Heat the grill to medium high and lightly oil the cooking grate.

Turn the chicken in the marinade again. Lightly season with the Kosher salt and be more generous with the black pepper.

Place the chicken on the grill and cook until firm to the touch (about seven minutes.) Let the chicken rest for about six minutes, then serve with the lime wedges.

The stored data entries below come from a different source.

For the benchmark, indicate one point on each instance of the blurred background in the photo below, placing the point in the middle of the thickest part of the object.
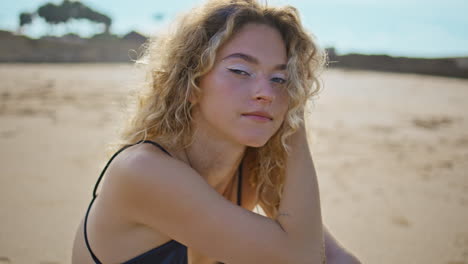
(389, 130)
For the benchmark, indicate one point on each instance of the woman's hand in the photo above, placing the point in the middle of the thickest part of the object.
(342, 257)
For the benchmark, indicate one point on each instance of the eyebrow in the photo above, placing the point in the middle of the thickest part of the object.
(252, 59)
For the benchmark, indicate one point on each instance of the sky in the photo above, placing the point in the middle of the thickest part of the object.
(413, 28)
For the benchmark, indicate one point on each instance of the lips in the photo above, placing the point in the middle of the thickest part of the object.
(259, 115)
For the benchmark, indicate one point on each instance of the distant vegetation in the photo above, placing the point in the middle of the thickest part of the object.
(68, 10)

(Adapted from Dahlia Haas)

1 cup chicken stock or broth
1/2 cup mirin
1 tablespoon rice vinegar
4 tablespoons reduced sodium soy sauce
2 tablespoons fresh ginger, peeled and diced*
1/2 cup fresh shitake mushrooms, caps only, diced
1 tablespoon chives, minced (optional)
cilantro sprigs for garnish (optional)

Mix all the ingredients together in a small saucepan except mushrooms and chives. Simmer the broth over low heat, partially covering the pan, for approximately 15 minutes.  Strain the broth, add the mushrooms and continue cooking until the mushrooms are soft, approximately 15 minutes. Spoon the broth over the fish or chicken and sprinkle with the chives and cilantro.
*Note: To save time, I process an entire peeled ginger root in a mini-chopper and store it in the refrigerator. It will keep for about a week. It will keep much longer stored in the freezer. I freeze mine, wrapped in foil, in 1 tablespoon packets.